For rank 20 the RMSE is 2.18499637444
For rank 24 the RMSE is 1.91118127249
For rank 28 the RMSE is 1.9408043433
The best model was trained with rank 24


In [35]:
# TODO: Replace <FILL_IN> with the appropriate code
# In ML Pipelines, this next step has a bug that produces unwanted NaN values. We
# have to filter them out. See https://issues.apache.org/jira/browse/SPARK-14489
predict_df = my_model.transform(test_df)

# Remove NaN values from prediction (due to SPARK-14489)
predicted_test_df = predict_df.filter(predict_df.prediction != float('nan'))

# Run the previously created RMSE evaluator, reg_eval, on the predicted_test_df DataFrame
test_RMSE = reg_eval.evaluate(predicted_test_df)

print('The model had a RMSE on the test set of {0}'.format(test_RMSE))

The model had a RMSE on the test set of 1.98658845486


In [37]:
# TODO: Replace <FILL_IN> with the appropriate code.
# Compute the average rating
import pyspark.sql.functions as F

avg_rating_df = training_df.groupBy().avg('overall')

# Extract the average rating value. (This is row 0, column 0.)
training_avg_rating = avg_rating_df.collect()[0][0]

print('The average rating for movies in the training set is {0}'.format(training_avg_rating))
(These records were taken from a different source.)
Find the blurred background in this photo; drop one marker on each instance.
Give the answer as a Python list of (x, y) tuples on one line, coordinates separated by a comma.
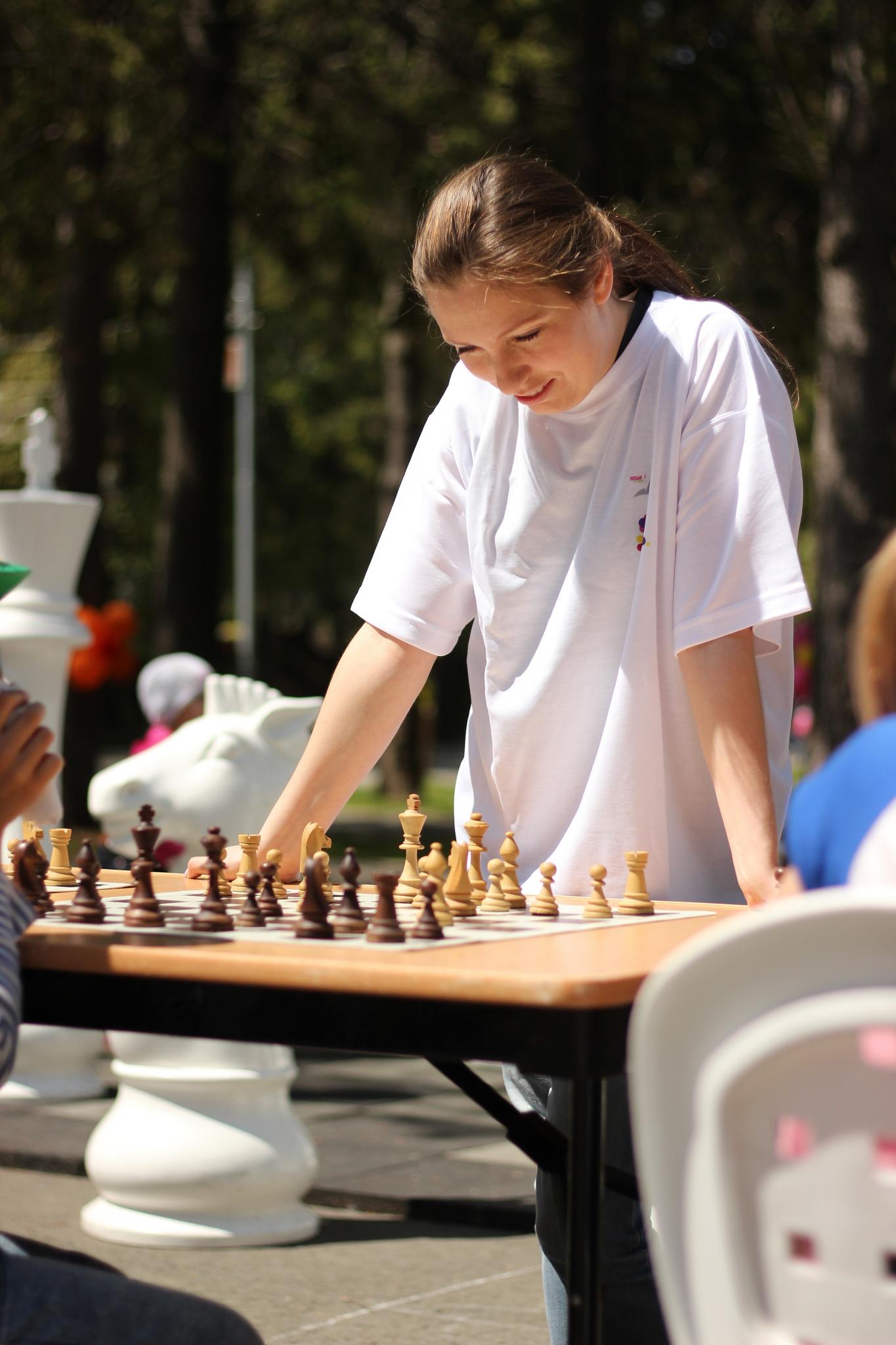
[(206, 219)]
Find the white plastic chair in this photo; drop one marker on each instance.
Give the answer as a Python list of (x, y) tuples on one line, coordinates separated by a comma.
[(763, 1095)]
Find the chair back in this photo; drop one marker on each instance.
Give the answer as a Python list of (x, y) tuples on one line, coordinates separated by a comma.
[(763, 1095)]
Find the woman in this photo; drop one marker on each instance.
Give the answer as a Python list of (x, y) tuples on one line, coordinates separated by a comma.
[(609, 491)]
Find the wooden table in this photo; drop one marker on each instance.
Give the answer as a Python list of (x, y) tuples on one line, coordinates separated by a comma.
[(555, 1003)]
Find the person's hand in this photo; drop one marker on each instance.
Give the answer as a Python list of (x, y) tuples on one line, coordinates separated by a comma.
[(26, 763), (773, 885), (232, 858)]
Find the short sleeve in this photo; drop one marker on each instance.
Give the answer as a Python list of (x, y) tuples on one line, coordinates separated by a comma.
[(739, 506), (418, 586)]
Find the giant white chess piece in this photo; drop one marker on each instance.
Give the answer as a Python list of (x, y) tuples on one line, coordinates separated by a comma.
[(49, 531), (202, 1146)]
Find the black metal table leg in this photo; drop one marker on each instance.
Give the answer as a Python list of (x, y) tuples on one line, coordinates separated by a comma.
[(585, 1187)]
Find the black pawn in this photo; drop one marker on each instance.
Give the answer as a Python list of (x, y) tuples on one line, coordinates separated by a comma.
[(313, 923), (268, 903), (427, 926), (147, 834), (142, 911), (213, 916), (24, 875), (385, 927), (350, 917), (86, 907), (250, 915)]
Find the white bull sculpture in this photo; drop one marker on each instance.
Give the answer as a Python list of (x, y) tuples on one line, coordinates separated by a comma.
[(226, 768), (202, 1146)]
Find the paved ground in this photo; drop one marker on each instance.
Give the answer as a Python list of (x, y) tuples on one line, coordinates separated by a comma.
[(395, 1139)]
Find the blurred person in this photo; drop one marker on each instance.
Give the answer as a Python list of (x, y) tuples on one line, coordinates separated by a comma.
[(609, 490), (49, 1296), (169, 690), (842, 822)]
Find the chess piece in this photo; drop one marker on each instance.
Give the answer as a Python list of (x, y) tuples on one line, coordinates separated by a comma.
[(457, 891), (435, 866), (11, 844), (495, 899), (509, 852), (86, 907), (322, 858), (544, 904), (249, 844), (276, 857), (41, 866), (636, 899), (26, 862), (409, 884), (213, 916), (147, 834), (250, 914), (144, 910), (313, 839), (385, 927), (597, 907), (350, 917), (313, 923), (476, 829), (60, 873), (268, 903), (32, 831), (427, 925)]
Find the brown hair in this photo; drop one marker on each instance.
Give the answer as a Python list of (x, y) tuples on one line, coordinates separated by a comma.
[(516, 221), (874, 645), (511, 219)]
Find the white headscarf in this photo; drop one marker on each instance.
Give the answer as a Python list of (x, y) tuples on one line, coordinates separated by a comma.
[(165, 685)]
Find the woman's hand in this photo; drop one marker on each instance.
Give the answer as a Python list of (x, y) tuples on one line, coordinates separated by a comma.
[(26, 763), (232, 858)]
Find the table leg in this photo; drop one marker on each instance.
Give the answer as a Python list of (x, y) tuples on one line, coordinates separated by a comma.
[(585, 1187)]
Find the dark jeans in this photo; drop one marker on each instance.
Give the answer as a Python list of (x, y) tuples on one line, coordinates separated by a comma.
[(62, 1298), (630, 1305)]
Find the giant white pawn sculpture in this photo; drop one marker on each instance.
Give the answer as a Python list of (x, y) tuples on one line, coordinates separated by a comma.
[(202, 1146), (46, 530)]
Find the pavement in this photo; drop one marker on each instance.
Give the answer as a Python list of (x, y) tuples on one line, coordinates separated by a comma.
[(426, 1214)]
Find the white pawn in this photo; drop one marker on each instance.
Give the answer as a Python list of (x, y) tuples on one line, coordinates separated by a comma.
[(323, 870), (495, 899), (249, 844), (597, 907), (636, 899), (544, 903), (509, 852)]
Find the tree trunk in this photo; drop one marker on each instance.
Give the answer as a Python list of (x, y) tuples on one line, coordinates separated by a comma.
[(855, 439), (192, 495), (83, 296)]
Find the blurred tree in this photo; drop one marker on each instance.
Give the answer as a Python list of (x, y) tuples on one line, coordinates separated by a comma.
[(188, 537), (855, 443)]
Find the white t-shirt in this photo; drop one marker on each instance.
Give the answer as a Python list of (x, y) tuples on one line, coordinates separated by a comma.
[(589, 549)]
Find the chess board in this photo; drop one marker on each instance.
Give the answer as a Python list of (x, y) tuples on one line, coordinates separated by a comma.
[(181, 907)]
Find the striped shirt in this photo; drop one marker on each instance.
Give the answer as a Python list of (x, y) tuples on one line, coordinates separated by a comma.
[(16, 915)]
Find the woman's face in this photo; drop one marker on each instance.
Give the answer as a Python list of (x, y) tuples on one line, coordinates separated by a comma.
[(532, 342)]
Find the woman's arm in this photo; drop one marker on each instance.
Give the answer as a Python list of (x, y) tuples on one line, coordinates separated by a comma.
[(723, 689), (373, 686)]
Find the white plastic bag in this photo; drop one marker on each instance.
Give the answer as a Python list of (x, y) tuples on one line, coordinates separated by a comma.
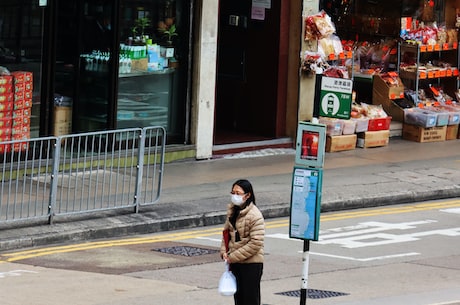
[(227, 282)]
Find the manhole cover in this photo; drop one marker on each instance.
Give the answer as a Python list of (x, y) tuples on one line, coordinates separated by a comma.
[(314, 294), (186, 251)]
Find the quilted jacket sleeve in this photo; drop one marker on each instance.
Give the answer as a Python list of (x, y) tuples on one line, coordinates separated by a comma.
[(249, 249)]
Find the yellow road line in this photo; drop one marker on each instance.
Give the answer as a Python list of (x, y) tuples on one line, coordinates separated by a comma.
[(270, 224)]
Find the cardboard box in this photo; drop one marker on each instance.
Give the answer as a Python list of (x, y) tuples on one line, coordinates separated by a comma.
[(381, 87), (373, 138), (420, 134), (452, 132), (390, 107), (62, 120), (341, 143)]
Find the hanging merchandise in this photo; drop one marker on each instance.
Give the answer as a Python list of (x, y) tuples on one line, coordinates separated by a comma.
[(318, 26), (427, 11)]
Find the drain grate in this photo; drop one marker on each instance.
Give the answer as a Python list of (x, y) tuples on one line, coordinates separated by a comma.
[(186, 251), (314, 294)]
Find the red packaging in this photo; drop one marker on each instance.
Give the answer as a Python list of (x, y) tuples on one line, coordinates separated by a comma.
[(4, 89), (8, 106), (6, 122), (6, 114), (22, 95), (21, 104), (5, 138), (6, 97), (20, 146), (379, 124), (25, 86), (5, 148), (20, 121), (20, 130), (22, 76), (5, 131)]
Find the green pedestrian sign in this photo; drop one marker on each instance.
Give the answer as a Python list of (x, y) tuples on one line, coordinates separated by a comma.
[(335, 98)]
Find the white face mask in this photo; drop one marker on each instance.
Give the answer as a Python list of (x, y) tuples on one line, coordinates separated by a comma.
[(237, 199)]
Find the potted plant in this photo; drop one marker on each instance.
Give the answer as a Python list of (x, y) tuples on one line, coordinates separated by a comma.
[(168, 32), (142, 24)]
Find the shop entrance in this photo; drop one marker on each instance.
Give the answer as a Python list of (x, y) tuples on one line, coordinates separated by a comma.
[(249, 102)]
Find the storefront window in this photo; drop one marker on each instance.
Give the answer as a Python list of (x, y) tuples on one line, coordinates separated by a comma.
[(145, 47), (20, 55)]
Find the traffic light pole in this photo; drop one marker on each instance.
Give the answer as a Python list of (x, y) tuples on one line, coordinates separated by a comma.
[(305, 261)]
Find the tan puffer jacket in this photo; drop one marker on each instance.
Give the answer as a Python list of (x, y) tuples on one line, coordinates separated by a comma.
[(251, 228)]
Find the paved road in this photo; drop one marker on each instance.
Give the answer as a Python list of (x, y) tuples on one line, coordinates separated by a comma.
[(399, 255)]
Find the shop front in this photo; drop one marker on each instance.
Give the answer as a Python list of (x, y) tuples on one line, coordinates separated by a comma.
[(102, 64), (402, 61)]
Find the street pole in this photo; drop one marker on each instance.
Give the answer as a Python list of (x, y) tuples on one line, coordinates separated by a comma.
[(305, 261)]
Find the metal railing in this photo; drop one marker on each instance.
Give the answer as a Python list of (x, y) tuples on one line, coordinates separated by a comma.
[(44, 178)]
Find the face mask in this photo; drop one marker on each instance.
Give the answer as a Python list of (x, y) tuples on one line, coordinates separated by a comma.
[(237, 199)]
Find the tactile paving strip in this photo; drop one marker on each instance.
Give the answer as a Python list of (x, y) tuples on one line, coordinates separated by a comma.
[(186, 251), (314, 294)]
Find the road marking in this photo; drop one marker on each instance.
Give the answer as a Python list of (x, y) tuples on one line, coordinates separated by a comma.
[(453, 211), (367, 259), (14, 273), (183, 235)]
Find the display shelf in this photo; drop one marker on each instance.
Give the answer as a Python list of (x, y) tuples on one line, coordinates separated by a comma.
[(421, 66)]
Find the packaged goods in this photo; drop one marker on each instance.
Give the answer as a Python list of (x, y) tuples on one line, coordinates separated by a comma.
[(349, 127), (442, 115), (334, 127), (340, 143), (420, 117), (361, 124)]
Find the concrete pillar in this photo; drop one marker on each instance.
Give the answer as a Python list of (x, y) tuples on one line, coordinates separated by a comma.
[(204, 77)]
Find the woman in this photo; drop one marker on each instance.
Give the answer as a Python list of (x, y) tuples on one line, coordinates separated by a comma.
[(245, 253)]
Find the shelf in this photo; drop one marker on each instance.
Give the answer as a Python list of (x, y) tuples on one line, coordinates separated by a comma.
[(137, 73)]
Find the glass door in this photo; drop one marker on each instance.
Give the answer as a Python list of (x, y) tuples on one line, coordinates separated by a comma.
[(94, 96), (21, 37)]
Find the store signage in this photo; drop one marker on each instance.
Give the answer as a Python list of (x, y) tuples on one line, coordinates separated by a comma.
[(305, 203), (335, 97)]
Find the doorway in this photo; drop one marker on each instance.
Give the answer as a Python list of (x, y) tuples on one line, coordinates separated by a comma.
[(249, 98)]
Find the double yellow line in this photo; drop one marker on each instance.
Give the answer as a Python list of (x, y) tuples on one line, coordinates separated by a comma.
[(271, 224)]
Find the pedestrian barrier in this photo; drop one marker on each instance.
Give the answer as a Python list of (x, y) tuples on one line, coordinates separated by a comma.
[(48, 177)]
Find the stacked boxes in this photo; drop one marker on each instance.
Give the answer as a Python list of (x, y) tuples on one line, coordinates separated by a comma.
[(6, 110), (15, 109)]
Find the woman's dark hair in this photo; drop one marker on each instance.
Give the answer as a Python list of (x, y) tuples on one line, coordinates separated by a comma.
[(247, 188)]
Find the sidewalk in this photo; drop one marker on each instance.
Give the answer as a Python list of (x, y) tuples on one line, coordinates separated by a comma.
[(196, 193)]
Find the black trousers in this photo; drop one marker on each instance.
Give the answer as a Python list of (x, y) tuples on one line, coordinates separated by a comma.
[(248, 277)]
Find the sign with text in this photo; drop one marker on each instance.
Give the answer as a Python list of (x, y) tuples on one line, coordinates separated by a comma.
[(335, 97), (305, 203)]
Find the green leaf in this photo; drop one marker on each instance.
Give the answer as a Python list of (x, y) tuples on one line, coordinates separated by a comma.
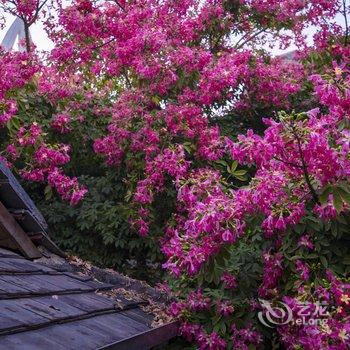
[(323, 197), (234, 166), (337, 200), (344, 195), (324, 261)]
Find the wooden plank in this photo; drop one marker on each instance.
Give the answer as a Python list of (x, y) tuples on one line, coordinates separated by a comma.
[(9, 225), (43, 284), (5, 253), (145, 340), (87, 302), (29, 341), (14, 196), (14, 315), (87, 334)]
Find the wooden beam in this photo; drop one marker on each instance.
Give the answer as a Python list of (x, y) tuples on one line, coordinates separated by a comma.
[(146, 340), (10, 227)]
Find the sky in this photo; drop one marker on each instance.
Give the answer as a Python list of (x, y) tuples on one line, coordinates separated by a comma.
[(42, 41)]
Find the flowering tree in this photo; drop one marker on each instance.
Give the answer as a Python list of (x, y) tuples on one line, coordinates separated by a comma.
[(243, 218)]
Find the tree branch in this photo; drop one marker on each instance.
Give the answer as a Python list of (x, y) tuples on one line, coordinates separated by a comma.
[(346, 24), (304, 167)]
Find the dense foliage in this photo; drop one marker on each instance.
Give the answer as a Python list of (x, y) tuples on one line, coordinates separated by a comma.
[(142, 102)]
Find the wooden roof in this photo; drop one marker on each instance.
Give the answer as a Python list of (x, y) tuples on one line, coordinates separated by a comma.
[(43, 308), (50, 306)]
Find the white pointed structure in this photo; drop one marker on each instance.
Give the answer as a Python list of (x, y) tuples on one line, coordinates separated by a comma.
[(15, 31)]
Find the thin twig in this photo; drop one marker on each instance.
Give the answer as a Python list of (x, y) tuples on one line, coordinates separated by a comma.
[(304, 167), (250, 38), (346, 24), (288, 163)]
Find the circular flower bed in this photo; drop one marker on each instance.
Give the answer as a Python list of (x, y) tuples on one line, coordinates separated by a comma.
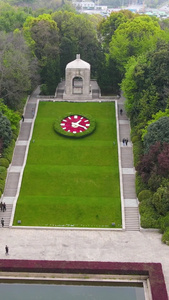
[(74, 125)]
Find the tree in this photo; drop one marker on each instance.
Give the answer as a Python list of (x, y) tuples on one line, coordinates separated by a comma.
[(5, 131), (157, 132), (135, 37), (108, 26), (146, 84), (15, 69), (43, 37), (161, 200), (153, 166), (81, 37)]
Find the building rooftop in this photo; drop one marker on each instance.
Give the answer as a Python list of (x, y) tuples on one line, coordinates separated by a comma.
[(78, 64)]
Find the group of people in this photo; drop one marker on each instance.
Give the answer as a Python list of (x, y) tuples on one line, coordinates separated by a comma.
[(3, 206), (125, 141)]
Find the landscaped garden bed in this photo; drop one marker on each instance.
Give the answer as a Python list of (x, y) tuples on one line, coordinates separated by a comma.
[(71, 182)]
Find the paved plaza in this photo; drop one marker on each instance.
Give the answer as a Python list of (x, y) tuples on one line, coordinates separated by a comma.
[(130, 245)]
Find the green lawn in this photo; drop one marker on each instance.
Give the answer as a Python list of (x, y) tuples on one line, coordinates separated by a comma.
[(71, 182)]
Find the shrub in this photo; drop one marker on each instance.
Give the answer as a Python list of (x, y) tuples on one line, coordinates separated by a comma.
[(140, 185), (4, 162), (157, 131), (161, 200), (144, 195), (149, 216), (3, 172), (2, 185), (165, 237)]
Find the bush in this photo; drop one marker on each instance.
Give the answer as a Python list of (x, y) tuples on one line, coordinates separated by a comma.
[(161, 200), (3, 172), (140, 185), (8, 152), (165, 237), (2, 185), (4, 162), (149, 216), (144, 195)]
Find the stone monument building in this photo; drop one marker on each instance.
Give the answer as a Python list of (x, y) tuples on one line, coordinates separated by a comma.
[(77, 84), (77, 80)]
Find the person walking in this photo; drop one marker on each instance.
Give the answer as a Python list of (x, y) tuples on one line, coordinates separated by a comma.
[(6, 250), (2, 222)]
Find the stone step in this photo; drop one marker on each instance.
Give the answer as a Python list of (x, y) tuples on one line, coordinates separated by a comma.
[(132, 221)]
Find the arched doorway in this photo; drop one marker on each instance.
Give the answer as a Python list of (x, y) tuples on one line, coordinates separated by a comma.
[(77, 85)]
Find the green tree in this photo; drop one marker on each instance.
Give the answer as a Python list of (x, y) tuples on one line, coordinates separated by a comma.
[(5, 131), (157, 132), (82, 36), (108, 26), (146, 84), (15, 69), (43, 37), (135, 37), (161, 200)]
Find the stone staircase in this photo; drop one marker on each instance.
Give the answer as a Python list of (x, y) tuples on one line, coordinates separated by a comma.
[(131, 211), (131, 218)]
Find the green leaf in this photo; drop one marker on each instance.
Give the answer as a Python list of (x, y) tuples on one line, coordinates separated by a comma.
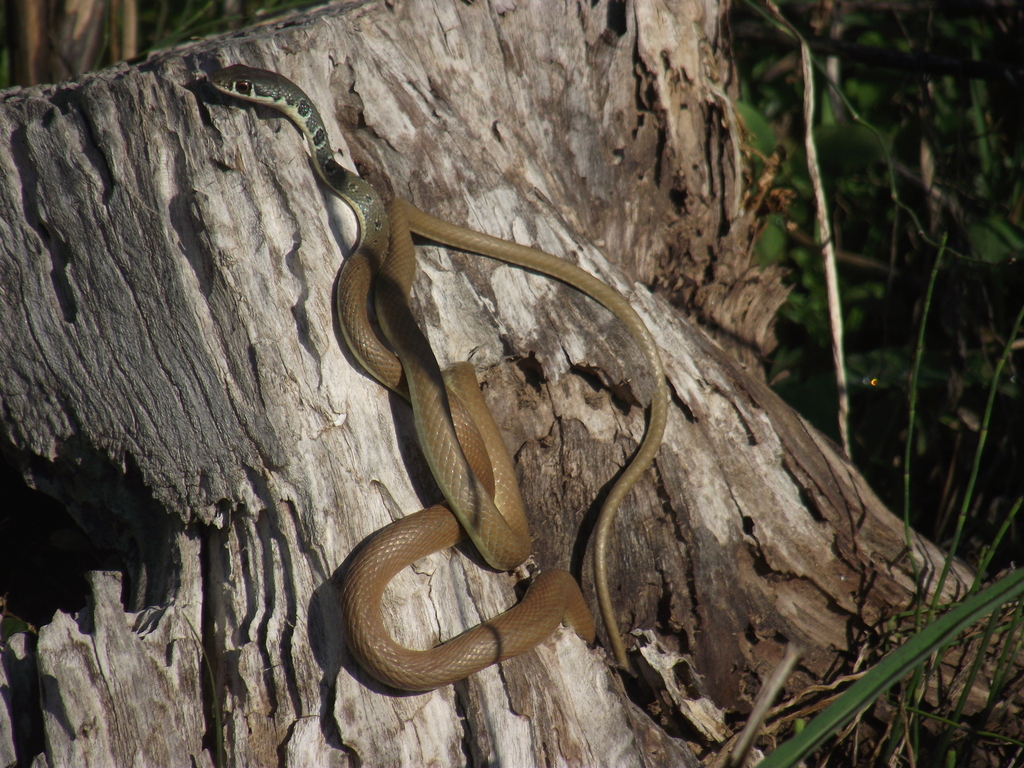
[(995, 240), (894, 668), (846, 148)]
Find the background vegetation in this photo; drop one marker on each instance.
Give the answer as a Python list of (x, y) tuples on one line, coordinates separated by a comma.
[(920, 129), (950, 162)]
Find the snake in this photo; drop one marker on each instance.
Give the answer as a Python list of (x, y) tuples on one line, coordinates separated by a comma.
[(456, 431)]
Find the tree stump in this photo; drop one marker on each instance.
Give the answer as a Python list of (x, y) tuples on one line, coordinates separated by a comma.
[(172, 372)]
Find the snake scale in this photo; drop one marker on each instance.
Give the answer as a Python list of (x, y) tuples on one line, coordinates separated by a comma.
[(456, 431)]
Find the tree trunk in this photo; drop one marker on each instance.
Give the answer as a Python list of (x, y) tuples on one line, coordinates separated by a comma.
[(173, 374)]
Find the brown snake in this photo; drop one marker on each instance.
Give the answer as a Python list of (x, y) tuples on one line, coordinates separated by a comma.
[(458, 435)]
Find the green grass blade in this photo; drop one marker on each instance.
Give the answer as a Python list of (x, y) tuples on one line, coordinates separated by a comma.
[(893, 668)]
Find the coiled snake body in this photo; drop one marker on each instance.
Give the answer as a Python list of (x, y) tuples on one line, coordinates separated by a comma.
[(458, 435)]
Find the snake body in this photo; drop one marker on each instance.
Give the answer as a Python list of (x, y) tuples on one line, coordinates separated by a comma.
[(455, 429)]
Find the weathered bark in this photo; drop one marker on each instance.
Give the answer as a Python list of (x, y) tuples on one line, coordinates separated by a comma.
[(172, 373)]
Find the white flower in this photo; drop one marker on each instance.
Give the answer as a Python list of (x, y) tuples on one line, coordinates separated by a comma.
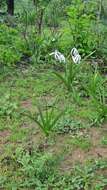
[(58, 56), (75, 55)]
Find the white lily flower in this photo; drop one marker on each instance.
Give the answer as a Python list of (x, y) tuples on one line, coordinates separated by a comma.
[(75, 56), (58, 56)]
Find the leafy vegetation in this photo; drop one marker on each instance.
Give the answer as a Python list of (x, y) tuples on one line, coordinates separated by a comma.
[(59, 144)]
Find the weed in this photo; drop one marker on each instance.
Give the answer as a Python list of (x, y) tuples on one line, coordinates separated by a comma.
[(47, 119)]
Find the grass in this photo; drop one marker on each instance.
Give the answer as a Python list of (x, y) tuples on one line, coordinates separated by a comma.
[(21, 139)]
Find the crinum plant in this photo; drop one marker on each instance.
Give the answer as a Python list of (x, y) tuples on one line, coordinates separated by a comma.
[(97, 91), (69, 77), (46, 118)]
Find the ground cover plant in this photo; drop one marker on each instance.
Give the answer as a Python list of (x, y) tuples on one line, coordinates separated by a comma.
[(53, 107)]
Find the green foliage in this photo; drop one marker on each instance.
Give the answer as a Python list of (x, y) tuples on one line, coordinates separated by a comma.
[(8, 108), (47, 119), (71, 72), (79, 30), (96, 90), (12, 47)]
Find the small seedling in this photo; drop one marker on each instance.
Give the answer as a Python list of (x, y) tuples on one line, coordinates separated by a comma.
[(47, 119)]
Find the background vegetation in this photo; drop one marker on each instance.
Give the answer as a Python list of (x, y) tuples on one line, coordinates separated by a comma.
[(53, 115)]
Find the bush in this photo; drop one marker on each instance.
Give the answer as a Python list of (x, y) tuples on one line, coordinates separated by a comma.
[(12, 46)]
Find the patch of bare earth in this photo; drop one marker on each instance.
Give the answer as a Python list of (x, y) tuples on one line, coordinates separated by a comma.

# Add a column with the average rating
test_for_avg_df = test_df.withColumn('prediction', F.lit(training_avg_rating))

# Run the previously created RMSE evaluator, reg_eval, on the test_for_avg_df DataFrame
test_avg_RMSE = reg_eval.evaluate(test_for_avg_df)

print("The RMSE on the average set is {0}".format(test_avg_RMSE))

The average rating for movies in the training set is 4.4999187124
The RMSE on the average set is 0.894400260161